Baby: Secret of the Lost Legend (Blu-ray)

“That is a one-of-a-kind specimen.”

Steven Spielberg’s ET: The Extra-terrestrial was, as we all know, the big blockbuster of its day. As is often the case with the big blockbusters, other studios and filmmakers rushed to create their own ET-style knockoffs throughout the early-to-mid 1980s. That’s why we have notable to notorious movies such as Harry and the Hendersons, Mac and Me, and this movie, Baby: Secret of the Lost Legend.

Susan (Sean Young, Blade Runner) and George (William Katt, The Greatest American Hero) are husband and wife scientists studying dinosaur fossils in Africa. On the hunt for a rare fossil, the pair discovers a family of brontosauruses still alive in the wilderness. The infant bronto, nicknamed “Baby” by Susan, gets separated from its parents and bonds with Susan and George. As they try to reunite Baby with mommy and daddy, our heroes are tracked by a sinister big game hunter (Patrick McGoohan, The Prisoner).

Sorry to keep referring to ET, but it’s hard not to, because the movie is blaringly obvious in its attempts to cash in on Spielberg’s success. Sure, the suburban setting is replaced with the jungles of Africa and it’s a dinosaur instead of an alien, but other than that, it mostly sticks to ET‘s playbook. Delight at the slapstick as Baby rummages through the camp. Fight back the tears as Baby bellows with sadness after being separated from its parents. Hug the person next to you as the music swells when George and Susan have to say goodbye to Baby. At least that’s the idea.

William Katt and Sean Young do what they can with the material. She’s the earnest, heartfelt one, and he’s the headstrong, jumps-into-action one. The two are starting to grow apart, and they rediscover their love for one another by taking care of Baby. McGoohan is pure sneering evil as, of course, the sinister white man hunting the dinosaurs. His plot doesn’t quite make sense, though. He only wants one of the three dinosaurs alive, with no hesitation about viciously slaughtering the other two, because, we’re told, a one-of-a-kind specimen is worth more. Does that not make sense to anyone else?

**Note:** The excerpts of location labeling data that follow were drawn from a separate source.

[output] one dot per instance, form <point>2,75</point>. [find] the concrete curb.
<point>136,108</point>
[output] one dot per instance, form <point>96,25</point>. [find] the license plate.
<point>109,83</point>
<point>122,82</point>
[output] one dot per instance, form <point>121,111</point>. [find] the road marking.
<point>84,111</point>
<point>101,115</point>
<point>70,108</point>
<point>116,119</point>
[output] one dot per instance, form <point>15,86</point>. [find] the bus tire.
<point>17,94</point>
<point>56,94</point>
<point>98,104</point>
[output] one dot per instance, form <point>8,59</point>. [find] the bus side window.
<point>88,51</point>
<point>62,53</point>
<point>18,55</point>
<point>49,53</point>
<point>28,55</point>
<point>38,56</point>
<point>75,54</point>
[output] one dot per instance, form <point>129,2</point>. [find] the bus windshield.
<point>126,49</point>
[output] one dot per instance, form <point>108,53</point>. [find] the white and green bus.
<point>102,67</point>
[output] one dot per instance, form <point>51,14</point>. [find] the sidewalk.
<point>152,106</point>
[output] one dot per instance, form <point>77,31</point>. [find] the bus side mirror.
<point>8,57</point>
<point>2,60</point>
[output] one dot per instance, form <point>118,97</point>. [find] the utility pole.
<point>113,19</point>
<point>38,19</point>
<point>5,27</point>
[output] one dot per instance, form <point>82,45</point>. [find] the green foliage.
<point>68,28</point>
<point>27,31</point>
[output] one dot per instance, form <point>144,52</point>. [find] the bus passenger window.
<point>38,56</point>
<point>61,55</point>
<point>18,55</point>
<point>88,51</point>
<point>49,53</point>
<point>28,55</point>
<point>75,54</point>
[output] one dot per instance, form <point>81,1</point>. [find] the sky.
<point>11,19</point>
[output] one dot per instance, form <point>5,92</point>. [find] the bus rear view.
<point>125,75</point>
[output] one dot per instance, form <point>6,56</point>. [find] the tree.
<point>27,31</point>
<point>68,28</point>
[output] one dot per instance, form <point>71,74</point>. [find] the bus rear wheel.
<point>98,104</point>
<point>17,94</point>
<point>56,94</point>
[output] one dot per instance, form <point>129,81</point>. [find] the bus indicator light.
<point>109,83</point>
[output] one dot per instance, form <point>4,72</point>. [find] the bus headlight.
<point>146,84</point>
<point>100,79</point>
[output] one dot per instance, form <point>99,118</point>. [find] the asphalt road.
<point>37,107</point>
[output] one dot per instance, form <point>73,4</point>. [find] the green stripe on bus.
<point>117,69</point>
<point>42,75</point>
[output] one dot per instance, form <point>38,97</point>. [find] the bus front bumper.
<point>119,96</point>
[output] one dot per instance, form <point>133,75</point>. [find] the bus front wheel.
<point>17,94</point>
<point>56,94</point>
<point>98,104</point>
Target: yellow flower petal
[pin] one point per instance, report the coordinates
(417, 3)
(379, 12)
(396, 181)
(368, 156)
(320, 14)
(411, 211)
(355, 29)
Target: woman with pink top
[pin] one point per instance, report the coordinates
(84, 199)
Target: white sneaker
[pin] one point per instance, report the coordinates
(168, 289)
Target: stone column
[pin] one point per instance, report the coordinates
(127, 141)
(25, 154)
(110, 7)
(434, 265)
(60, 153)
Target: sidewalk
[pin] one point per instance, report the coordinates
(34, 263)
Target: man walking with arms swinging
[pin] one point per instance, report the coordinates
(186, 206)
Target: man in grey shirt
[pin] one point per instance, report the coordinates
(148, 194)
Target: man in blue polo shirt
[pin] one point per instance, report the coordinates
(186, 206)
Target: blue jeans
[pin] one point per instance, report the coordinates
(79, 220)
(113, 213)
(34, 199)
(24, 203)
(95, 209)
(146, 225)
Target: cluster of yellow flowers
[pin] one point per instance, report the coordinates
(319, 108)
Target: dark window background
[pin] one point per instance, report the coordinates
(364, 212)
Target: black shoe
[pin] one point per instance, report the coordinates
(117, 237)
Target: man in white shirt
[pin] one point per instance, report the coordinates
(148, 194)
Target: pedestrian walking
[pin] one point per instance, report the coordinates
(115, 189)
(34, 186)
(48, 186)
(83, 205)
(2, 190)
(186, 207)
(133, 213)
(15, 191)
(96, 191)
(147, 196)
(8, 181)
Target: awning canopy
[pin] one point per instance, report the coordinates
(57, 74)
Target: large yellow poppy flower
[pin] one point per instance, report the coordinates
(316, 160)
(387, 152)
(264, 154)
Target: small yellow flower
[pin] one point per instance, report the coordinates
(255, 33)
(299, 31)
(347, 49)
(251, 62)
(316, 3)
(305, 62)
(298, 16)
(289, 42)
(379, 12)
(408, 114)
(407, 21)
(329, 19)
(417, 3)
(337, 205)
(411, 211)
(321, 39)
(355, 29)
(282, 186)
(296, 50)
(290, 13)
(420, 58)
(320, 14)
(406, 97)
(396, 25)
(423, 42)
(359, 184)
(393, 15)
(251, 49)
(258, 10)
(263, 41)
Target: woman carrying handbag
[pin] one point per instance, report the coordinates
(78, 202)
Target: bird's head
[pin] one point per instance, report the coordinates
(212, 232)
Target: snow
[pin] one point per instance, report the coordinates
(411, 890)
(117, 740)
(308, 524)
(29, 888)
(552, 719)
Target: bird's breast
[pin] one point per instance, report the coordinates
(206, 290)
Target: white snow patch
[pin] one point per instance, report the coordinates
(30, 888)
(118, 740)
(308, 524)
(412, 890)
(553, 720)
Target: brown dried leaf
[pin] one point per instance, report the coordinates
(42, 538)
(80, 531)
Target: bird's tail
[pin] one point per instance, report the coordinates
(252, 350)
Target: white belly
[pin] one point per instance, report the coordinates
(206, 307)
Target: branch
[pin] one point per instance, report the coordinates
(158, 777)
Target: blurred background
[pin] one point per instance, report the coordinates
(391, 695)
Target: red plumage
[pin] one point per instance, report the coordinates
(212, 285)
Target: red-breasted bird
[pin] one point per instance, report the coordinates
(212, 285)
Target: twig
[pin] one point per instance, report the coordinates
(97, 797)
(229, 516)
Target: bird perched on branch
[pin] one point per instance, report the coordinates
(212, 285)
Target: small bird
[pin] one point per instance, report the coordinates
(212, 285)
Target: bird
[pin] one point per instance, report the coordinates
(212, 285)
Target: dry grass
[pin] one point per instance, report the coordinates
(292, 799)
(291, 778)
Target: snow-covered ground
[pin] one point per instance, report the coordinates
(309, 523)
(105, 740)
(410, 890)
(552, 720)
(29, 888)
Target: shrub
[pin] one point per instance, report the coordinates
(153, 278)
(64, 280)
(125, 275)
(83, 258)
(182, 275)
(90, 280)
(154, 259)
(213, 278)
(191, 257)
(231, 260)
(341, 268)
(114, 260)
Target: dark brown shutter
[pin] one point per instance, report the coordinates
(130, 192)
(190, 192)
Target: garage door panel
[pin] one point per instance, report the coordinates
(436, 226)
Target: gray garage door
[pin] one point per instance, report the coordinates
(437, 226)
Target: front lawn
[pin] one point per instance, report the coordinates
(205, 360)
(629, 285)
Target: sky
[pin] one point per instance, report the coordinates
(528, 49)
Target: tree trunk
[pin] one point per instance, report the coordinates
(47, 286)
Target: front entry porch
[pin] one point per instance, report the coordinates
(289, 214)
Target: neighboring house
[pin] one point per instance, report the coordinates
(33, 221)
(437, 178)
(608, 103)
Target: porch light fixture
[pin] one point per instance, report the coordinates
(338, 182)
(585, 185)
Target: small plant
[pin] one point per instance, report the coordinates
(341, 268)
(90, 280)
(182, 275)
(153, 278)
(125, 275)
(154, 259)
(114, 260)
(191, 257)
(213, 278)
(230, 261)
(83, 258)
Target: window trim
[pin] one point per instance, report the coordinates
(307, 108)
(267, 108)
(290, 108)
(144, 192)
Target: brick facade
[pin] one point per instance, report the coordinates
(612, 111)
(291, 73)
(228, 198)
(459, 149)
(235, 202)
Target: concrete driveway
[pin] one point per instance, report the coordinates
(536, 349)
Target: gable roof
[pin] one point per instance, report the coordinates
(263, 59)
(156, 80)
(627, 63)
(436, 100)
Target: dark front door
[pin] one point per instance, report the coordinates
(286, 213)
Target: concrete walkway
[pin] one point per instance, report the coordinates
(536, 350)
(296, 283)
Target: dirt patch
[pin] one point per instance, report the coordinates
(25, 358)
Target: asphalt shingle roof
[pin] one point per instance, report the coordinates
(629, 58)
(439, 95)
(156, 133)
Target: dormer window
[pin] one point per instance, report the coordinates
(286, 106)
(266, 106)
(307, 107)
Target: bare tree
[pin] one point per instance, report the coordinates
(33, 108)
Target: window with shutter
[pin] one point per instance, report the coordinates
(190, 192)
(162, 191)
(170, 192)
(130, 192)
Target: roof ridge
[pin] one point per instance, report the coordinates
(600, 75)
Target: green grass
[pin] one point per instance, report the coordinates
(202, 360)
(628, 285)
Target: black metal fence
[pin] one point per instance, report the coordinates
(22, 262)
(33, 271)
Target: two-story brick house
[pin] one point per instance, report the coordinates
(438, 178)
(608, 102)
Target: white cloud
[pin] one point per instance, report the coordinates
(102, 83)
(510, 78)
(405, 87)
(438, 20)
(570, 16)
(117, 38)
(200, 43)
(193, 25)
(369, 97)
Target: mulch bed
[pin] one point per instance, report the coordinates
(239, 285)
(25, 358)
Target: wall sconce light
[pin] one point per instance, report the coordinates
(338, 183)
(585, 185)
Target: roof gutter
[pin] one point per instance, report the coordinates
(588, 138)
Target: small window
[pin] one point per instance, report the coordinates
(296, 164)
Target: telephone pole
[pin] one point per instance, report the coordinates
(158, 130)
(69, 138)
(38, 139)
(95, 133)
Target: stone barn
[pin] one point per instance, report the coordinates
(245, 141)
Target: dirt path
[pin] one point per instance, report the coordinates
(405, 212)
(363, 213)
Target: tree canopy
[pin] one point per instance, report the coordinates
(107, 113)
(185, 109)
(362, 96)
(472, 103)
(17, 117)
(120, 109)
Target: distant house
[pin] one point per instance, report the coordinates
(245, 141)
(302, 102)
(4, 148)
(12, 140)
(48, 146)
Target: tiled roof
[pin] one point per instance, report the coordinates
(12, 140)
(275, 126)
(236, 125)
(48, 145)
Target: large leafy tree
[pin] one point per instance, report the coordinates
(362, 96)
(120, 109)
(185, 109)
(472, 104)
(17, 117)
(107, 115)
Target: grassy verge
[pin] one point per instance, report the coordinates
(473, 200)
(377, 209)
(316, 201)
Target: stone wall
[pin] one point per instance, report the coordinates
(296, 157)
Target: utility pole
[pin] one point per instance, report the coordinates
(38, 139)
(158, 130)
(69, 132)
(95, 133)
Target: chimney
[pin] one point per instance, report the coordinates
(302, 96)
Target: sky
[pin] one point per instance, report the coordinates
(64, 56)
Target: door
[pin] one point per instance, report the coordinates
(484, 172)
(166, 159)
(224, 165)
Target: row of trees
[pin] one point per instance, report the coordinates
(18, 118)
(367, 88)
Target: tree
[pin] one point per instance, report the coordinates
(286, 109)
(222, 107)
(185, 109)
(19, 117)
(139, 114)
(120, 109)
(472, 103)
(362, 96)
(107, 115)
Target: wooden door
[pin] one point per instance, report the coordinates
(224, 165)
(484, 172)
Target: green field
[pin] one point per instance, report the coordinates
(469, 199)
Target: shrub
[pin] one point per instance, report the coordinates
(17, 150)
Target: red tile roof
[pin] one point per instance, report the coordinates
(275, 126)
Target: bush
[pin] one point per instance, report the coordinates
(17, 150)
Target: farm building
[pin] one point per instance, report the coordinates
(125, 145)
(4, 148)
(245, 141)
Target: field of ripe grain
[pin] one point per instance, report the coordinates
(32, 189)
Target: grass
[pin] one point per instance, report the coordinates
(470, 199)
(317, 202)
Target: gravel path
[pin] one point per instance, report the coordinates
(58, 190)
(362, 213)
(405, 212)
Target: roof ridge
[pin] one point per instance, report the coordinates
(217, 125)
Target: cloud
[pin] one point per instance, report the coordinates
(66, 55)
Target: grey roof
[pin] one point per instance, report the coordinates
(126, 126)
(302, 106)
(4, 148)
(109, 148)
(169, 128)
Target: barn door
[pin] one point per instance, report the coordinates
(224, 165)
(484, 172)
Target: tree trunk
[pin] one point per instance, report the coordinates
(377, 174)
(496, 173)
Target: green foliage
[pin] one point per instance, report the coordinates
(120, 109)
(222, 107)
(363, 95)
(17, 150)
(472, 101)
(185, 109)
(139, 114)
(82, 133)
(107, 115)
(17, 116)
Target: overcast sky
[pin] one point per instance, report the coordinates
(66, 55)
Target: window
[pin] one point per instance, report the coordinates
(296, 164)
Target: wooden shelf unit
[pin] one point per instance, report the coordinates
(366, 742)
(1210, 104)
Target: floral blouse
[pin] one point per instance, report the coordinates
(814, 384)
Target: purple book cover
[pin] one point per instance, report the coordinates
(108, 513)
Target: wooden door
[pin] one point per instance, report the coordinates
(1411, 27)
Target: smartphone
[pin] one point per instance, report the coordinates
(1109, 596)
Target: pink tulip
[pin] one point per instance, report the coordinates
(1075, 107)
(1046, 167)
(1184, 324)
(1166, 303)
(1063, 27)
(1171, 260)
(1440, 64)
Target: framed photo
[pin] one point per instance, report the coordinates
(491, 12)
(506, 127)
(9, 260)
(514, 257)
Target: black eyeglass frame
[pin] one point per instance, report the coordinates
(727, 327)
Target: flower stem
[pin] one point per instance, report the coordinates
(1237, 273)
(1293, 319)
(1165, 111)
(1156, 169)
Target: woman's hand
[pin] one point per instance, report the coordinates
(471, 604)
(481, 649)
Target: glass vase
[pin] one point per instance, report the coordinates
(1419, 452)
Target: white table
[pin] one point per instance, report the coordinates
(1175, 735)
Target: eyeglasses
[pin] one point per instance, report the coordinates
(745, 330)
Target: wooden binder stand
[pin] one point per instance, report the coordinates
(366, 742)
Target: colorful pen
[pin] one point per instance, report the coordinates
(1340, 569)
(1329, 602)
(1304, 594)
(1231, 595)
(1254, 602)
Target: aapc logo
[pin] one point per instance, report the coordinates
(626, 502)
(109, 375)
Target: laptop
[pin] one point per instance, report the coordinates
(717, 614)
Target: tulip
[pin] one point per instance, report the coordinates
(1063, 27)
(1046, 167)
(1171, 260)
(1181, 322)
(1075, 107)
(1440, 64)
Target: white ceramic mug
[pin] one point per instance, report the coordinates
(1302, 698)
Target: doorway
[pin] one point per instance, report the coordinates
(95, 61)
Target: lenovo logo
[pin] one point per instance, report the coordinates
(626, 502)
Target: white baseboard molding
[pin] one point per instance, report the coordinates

Whatever. You don’t care about those pesky human characters, do you? You want to know all about the dinosaurs. In long shots, they look great. Amazing, even. When Baby and the brontosauruses get a close-up, however, that’s when the effects look a little to much like puppets. Baby’s weird bright green eyes don’t help, making the dino look more alien and less relatable.

This movie has languished in obscurity for some time—it’s not one that gets a lot of late night cable replays. This is because political correctness is nowhere to be found. During their adventures, George and Susan meet a group of superstitious “natives,” complete with National Geographic-style nudity and amazement about everyday objects. A second group of Africans, portrayed as some sort of revolutionary/rebel army, don’t fare any better, coming off as little more than thugs. Additionally, some viewers will not like all this talk about hunting animals for sport and/or profit.

The movie features some decent action beats, including a motorcycle chase, a few helicopter stunts, and some surprisingly bloody gunplay. None of this will replace Indiana Jones in your mind, but it keeps the plot moving along quickly.

Baby: Secret of the Lost Legend stumbles onto Blu-ray courtesy of Mill Creek Entertainment. The visual transfer is solid, making the most of the bright and vivid jungle colors. The 2.0 audio is hurting, forcing me to crank the sound way, way up just to make out what the actors were saying. Extras? Not a one.

You’d think this movie would have figured out the formula. Everybody liked ET, everybody likes dinosaurs, so everybody should like this, right? Sadly, it’s the insistence on following formula that makes the whole thing a chore to get through.